There were 2,791 households, out of which 35.9% had children under the age of 18 living with them, 63.6% were married couples living together, 6.8% had a female householder with no husband present, and 24.0% were non-families. 18.6% of all households were made up of individuals, and 6.6% had someone living alone who was 65 years of age or older. The average household size was 2.65 and the average family size was 3.00.

In the township the population was spread out, with 26.0% under the age of 18, 6.8% from 18 to 24, 32.6% from 25 to 44, 24.6% from 45 to 64, and 10.0% who were 65 years of age or older.
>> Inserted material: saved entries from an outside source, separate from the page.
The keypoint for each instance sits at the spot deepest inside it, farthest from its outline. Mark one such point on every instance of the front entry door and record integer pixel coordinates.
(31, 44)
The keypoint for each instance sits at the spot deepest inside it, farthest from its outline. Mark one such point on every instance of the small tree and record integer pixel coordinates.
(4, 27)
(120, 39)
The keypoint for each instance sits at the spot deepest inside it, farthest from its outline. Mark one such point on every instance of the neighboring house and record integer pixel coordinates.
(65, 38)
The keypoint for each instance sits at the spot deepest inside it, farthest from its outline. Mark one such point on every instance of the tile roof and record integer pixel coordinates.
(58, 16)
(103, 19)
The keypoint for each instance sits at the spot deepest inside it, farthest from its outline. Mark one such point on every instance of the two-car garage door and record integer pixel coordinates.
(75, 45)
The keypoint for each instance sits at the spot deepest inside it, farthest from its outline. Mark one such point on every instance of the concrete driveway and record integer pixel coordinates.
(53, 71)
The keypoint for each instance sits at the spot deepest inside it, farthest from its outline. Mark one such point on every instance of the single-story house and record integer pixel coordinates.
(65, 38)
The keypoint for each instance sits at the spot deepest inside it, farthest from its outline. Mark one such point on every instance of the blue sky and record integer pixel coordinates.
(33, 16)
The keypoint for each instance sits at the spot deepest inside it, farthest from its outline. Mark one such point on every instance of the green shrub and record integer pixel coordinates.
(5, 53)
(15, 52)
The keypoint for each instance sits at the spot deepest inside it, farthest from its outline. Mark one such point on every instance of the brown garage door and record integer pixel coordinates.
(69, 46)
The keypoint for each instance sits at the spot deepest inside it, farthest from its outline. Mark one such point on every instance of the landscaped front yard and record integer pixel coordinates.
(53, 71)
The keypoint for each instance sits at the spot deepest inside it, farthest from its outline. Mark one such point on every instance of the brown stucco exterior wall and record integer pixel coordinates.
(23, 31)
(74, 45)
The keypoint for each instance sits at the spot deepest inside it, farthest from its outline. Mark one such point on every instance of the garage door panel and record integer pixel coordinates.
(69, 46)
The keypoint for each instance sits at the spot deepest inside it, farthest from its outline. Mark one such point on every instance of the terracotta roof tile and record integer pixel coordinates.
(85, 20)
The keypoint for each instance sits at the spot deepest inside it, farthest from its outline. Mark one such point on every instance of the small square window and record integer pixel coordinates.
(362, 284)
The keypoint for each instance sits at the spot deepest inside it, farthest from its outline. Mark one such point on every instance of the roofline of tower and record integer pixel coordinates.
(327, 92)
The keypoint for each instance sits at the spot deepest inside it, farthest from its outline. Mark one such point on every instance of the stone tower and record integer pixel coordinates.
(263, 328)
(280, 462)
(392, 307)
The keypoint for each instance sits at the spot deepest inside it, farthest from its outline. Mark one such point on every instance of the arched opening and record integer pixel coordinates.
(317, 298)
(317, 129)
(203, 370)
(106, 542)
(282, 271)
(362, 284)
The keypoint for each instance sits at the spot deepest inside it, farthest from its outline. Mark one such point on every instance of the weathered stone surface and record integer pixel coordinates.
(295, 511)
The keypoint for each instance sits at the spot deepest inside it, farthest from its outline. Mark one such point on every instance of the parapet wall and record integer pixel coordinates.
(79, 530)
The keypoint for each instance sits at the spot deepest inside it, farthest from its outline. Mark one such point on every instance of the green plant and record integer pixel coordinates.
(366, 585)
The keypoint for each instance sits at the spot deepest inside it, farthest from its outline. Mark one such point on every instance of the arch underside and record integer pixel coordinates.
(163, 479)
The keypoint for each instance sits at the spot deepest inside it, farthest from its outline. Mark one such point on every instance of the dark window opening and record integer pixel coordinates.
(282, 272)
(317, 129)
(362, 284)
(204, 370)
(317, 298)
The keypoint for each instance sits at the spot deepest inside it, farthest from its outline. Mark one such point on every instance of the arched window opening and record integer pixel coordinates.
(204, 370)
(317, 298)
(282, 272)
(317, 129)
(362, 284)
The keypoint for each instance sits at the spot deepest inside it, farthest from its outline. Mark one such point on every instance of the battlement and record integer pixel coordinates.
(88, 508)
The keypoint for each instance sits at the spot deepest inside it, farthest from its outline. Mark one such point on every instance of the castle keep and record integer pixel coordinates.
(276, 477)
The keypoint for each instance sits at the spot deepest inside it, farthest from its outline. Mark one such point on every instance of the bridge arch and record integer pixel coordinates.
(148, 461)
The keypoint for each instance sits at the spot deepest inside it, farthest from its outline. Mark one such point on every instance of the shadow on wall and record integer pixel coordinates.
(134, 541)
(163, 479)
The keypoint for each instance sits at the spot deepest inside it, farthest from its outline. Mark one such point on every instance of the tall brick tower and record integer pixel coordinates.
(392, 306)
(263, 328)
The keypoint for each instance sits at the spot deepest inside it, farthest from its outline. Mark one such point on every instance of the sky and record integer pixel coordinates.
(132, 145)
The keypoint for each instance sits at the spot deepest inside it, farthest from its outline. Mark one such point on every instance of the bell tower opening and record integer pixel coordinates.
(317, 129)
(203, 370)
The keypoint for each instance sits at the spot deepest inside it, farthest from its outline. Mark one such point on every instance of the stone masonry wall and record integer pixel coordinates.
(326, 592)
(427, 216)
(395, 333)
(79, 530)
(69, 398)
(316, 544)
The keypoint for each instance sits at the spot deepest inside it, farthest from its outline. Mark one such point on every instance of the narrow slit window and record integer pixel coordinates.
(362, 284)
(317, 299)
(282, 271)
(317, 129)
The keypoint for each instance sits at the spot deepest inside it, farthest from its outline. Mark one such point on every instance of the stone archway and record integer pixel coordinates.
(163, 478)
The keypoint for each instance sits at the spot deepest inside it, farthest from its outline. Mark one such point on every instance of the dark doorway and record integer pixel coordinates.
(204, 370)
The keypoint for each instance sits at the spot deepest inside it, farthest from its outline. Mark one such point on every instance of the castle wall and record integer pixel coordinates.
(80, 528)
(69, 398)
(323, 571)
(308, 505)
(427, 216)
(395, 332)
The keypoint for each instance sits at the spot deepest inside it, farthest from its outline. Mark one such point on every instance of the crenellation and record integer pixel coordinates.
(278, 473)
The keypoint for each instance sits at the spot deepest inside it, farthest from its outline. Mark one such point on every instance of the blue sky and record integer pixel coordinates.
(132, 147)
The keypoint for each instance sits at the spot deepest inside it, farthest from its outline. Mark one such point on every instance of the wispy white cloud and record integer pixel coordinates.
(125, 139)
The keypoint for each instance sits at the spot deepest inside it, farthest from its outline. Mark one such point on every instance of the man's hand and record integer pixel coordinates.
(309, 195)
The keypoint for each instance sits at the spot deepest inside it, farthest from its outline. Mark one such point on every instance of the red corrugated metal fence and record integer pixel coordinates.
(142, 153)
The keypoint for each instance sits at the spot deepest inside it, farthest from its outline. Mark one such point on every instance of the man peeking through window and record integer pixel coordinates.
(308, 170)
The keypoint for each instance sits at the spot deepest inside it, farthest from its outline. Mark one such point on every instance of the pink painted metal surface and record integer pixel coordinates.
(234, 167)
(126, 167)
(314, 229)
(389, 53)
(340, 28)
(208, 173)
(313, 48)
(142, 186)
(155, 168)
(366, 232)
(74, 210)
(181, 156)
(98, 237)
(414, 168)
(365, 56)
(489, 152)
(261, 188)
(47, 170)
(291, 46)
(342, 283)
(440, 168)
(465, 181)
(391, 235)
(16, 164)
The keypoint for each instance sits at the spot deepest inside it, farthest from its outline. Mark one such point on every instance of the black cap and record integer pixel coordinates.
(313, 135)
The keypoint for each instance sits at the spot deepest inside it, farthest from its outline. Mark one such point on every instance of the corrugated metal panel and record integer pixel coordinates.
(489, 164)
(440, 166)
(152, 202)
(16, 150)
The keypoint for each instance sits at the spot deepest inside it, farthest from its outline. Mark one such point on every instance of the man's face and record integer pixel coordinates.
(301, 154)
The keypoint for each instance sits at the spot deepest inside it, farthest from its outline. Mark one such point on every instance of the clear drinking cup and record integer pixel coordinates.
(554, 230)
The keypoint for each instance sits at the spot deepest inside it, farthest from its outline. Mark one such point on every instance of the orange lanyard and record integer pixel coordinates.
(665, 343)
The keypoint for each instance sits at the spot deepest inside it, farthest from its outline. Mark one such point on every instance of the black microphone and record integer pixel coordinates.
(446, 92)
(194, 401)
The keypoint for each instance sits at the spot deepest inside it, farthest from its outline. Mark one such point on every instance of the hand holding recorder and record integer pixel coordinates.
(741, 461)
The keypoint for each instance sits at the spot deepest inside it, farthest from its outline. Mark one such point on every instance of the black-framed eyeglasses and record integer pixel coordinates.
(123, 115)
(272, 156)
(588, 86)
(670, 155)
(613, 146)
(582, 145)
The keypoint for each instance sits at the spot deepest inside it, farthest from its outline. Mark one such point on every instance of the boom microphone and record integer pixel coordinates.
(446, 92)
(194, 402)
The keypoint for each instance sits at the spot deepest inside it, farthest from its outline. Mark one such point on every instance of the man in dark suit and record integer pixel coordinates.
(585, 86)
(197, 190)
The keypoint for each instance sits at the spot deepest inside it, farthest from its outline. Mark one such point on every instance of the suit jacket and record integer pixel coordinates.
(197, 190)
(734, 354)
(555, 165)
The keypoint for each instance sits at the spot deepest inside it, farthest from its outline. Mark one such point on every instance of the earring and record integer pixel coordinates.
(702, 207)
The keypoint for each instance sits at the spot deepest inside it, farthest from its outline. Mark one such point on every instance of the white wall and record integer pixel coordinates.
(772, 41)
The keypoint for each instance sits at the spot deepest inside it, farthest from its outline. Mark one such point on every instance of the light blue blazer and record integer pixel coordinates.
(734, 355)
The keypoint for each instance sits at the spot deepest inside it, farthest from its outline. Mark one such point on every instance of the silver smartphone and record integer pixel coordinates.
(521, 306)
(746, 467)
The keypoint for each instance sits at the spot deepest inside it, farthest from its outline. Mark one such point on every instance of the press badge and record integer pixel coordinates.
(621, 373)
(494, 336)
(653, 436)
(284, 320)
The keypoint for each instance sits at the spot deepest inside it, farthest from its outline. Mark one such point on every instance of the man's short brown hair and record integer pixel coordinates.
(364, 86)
The median age was 37 years. For every 100 females, there were 100.3 males. For every 100 females age 18 and over, there were 99.2 males.

The median income for a household in the township was $45,413, and the median income for a family was $48,430. Males had a median income of $35,779 versus $23,801 for females. The per capita income for the township was $18,602. About 6.0% of families and 7.3% of the population were below the poverty line, including 7.0% of those under age 18 and 8.6% of those age 65 or over.

==Education==
Lower Windsor Township is served by the Eastern York School District.